To: jim kelley who wrote (55516)4/10/1999 5:59:00 PM
From: Tommaso  Respond to of 132070
 
Do you think that Dell, as a company, is worth as much as General Motors and the Ford Motor Company put together?

If you had a choice, and could either own Dell or own both of those other two companies, which would you choose? Which would be more likely to retain its value, and less likely to be damaged by competition?

At my own kitchen table, with a screwdriver and a pair of pliers I could duplicate what Dell sells, by ordering the constituent parts. No, please don't suggest that I think I could do it as cheaply as Dell can, and I don't have a distribution network. But I could assemble the parts. Please don't imagine that I am saying I could manufacture the parts, but I could put them together. Indeed, much of the innards of my present office computer are additions and upgrades that I installed myself. In comparison with hooking up computer components, doing something simple to an automobile, such as resurfacing the front disk rotors, is a task of daunting complexity.

I would find it much harder and much more expensive to try to build a Taurus in my own back yard. I would need more than a screwdriver and a pair of pliers, also.

Dell stock is quite overvalued, and the company is wide open to competition. The heavy insider sales of Dell stock are a way of taking advantage of ignorant speculators.

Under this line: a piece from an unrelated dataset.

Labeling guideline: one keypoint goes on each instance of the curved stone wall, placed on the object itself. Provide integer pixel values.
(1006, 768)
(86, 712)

To: jim kelley who wrote (55516)4/11/1999 3:34:00 AM
From: Michael Bakunin  Read Replies (2) | Respond to of 132070
 
I'd estimate Dell stock worth around twenty ($20). I've bet the Dell thread that five-year EPS growth will not exceed 20%. Can you quantify your estimates? Local threadster Earlie challenged a Dell bull once (#reply-8196899); perhaps you can answer.

I own August puts, which I purchased with part of the profits I made putting Dell earlier this year (check Dell thread).

Specious? My predictions above stand a chance of being wrong, but what is questionable about Dell may yet take share, and may retain a premium valuation, but a premium to falling valuations still means a falling stock price? If the PC market rolls over and valuations across the sector come down, say by 50%, then Dell will come down, too.